An ideal result of any new product is growth, be it for the brand or for the sales of that product. There is a risk though…
If a company already has a product in that market a consequence could be customers buying this new product instead of the original offering, customers may see this as an improved product or be using it as an unpredicted substitute for the other offering (Bendle et al. 2016).
Bendle et al. (2016) defines this as cannibalisation which results in the company not attaining as many new customers as they would of if cannibalisation hadn’t occurred. It is measured by dividing the sales lost from existing products by the sales of new products to give you a percentage of cannibalisation (Bendle et al. 2016).

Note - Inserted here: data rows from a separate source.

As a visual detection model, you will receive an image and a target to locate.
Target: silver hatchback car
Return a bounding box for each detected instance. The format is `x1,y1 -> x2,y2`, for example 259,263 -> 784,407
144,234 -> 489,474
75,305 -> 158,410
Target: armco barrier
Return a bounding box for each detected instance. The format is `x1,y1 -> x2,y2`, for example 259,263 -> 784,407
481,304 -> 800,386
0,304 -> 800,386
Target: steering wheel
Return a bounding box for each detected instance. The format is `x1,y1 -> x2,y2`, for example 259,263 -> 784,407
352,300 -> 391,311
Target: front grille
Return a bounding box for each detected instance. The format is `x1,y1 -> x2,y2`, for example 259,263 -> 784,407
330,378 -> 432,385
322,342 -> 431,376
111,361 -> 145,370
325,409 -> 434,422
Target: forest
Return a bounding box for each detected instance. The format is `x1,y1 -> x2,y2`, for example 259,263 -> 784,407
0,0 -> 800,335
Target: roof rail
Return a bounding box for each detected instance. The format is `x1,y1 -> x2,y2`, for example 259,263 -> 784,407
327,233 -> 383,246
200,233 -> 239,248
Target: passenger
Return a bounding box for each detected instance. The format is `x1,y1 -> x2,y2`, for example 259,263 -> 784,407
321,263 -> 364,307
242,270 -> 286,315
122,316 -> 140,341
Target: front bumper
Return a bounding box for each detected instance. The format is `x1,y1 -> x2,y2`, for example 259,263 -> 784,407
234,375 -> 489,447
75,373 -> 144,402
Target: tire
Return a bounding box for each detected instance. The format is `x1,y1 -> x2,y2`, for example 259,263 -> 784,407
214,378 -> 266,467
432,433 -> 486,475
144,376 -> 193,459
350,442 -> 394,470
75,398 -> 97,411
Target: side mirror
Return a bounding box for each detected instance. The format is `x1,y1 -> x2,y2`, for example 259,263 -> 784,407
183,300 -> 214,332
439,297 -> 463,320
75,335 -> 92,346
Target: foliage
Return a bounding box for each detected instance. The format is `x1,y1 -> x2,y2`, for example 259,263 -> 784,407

This occurrence is less likely to happen in markets that are going through a growth stage due to the nature of the time of that market’s life cycle. Cannibalisation may also be customers simply moving to an upgraded or improved version of the product which is often ideal for a company (Bendle et al. 2016).
The ideal alternative of cannibalisation is drawing in customers from competing firm’s offerings by meeting their needs more effectively or at a lower price point, this is far more likely in a differentiated market (Bendle et al. 2016).
References
Bendle, NT, PW Farris, PE Pfeifer & DJ Reibstein (2016) Marketing Metrics: The Manager’s Guide to Measuring Marketing Performance, 3rd edition. Pearson: New Jersey.